Of course, this is completely different to what Openai blames Deepseek for doing. Nevertheless, Openai doesn’t really sympathize with the claim that Deepseek illegally harvested the output of the model.
The war of words and litigation is artificial in how the rapid advances in AI outweigh the development of clear legal rules in the industry. And while these recent events may reduce the power of AI incumbents, they rely heavily on the consequences of various ongoing legal disputes.
Swaying global conversation
Deepseek shows that cutting-edge models can be developed cheaply and efficiently. It has not yet been seen whether they can compete with Openai on equal arenas.
Over the weekend, Openai tried to demonstrate its advantage by revealing its most advanced consumer model, the O3-Mini.
Openai claims the model is also significantly better in its previous market-leading version, the O1, and is “the most cost-effective model in the Inference series.”
These developments mark an era of increasing choices for consumers and provide the market with the diversity of AI models. This is good news for users. Competitive pressure makes the model cheaper.
And the benefits expand even further.
Training and using these models puts a huge burden on global energy consumption. As these models become more ubiquitous, we all benefit from their improved efficiency.

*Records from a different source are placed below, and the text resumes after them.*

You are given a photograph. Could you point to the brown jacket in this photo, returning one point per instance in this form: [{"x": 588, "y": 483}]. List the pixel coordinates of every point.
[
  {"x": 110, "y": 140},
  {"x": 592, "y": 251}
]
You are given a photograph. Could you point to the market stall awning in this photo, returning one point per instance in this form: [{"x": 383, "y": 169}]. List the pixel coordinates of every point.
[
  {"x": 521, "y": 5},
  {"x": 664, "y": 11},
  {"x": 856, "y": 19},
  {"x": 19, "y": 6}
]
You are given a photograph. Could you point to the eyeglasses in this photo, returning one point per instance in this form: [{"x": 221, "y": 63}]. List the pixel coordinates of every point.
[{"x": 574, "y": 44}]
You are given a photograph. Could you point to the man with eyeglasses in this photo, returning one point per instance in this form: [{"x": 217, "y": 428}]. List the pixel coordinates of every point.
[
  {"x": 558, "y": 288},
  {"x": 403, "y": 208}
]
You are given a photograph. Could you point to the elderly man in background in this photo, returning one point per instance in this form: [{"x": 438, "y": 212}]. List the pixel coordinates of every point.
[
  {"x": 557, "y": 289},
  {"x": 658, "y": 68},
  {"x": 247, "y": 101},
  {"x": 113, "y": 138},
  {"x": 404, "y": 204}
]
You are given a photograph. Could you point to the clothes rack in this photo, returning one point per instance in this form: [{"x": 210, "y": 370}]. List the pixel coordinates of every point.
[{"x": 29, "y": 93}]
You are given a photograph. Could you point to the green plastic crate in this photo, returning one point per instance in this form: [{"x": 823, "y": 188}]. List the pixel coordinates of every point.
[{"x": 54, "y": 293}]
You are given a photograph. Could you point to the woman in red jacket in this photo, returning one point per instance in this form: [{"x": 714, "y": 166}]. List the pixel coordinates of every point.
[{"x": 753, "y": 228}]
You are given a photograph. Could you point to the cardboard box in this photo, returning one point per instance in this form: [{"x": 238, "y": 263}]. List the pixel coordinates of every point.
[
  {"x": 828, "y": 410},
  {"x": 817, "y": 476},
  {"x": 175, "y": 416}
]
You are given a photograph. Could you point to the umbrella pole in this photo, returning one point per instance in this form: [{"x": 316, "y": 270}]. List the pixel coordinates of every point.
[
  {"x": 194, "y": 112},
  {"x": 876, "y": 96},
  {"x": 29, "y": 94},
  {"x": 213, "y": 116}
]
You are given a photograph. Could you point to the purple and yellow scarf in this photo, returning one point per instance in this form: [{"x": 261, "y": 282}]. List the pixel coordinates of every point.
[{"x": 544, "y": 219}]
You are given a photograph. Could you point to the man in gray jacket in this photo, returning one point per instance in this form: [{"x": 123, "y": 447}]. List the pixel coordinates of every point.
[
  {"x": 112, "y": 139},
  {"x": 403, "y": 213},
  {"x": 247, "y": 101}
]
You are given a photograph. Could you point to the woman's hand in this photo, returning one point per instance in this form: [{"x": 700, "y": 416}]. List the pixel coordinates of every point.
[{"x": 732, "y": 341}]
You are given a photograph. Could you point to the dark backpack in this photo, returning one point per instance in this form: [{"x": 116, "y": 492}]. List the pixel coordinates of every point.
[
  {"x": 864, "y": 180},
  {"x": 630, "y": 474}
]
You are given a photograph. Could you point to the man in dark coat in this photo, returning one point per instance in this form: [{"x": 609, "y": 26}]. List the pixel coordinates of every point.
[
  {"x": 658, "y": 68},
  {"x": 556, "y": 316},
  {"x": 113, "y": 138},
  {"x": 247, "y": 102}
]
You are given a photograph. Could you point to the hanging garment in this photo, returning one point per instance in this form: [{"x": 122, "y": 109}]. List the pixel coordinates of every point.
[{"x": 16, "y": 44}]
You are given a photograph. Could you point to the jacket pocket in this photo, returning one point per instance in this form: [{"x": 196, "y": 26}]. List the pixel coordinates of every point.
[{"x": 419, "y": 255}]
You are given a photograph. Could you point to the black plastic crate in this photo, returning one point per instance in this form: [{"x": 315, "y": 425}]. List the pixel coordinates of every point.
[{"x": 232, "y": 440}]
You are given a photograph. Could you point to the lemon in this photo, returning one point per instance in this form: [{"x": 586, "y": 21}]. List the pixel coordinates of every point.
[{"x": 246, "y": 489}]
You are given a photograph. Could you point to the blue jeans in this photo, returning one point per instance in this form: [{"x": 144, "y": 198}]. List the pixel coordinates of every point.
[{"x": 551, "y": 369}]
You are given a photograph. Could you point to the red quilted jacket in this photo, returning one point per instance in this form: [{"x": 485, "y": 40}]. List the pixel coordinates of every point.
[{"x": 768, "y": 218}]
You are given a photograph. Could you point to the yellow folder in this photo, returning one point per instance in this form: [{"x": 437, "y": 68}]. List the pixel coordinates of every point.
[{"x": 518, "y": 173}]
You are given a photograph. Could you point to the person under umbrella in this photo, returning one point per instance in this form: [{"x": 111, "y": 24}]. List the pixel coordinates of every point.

The rise of Deepseek certainly marks new areas for building models cheaper and more efficient. It will probably shake up the global conversation about how AI companies should collect and use training data.
(Author: University of Melbourne, University of Melbourne, Shaanan Cohney, Lecturer in Cybersecurity and Senior Lecturer at the University of Melbourne)
This article will be republished from the conversation under a Creative Commons license. Please read the original article.
(Except for the headlines, this story is not edited by the NDTV staff and is published from Shinjikate Feed.)